El Gobierno español sigue jugando al peligroso e inmoral juego de los eufemismos, como ya hiciera antes de que estallara la crisis económica. En Afganistán estamos en guerra y, de momento, la estamos perdiendo. Aun teniendo menos bajas que el enemigo, lo que tenemos que hacer es cambiar de estrategia, mejorar nuestra táctica, incrementar los medios humanos y materiales, garantizar mejor la seguridad de nuestros efectivos, cambiar drásticamente las instrucciones a nuestro contingente, reconocer que es una misión de guerra y, en definitiva, modificar con carácter urgente nuestras reglas de enfrentamiento para ser eficaces en la misión fundamental: la derrota del fanatismo talibán, vanguardia y santuario del yihadismo sanguinario de Al Qaeda y otras redes terroristas.

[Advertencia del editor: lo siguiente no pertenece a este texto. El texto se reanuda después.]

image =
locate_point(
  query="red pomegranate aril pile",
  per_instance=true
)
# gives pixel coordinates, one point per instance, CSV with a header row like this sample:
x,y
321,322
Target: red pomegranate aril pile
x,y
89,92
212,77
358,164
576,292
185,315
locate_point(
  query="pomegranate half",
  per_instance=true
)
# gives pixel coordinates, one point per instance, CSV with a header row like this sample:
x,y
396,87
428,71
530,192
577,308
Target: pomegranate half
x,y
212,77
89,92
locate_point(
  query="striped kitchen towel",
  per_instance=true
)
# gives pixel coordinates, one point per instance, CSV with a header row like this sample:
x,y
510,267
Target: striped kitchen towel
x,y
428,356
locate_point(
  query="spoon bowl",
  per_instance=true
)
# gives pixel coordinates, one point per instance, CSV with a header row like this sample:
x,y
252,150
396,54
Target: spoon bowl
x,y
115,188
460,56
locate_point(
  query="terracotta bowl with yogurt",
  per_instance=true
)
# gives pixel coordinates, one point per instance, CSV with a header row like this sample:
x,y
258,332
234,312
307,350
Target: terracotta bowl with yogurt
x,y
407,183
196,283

No hay remedio posible con diagnósticos equivocados, y qué decir si el diagnóstico es deliberadamente fallido. Nuestros aliados nos lo reclaman, el Gobierno afgano lo denuncia, sus Fuerzas Armadas lo exigen y los afganos nos lo suplican. La consecuencia de no aplicar este tipo de políticas es letal, como intentar curar enfermedades mortíferas con aspirina. Eso es exactamente lo que este Gobierno lleva haciendo desde hace casi seis años. El precio de la libertad es alto, extremadamente oneroso. No pagarlo sería el principio del final, por mucho que tarde en llegar.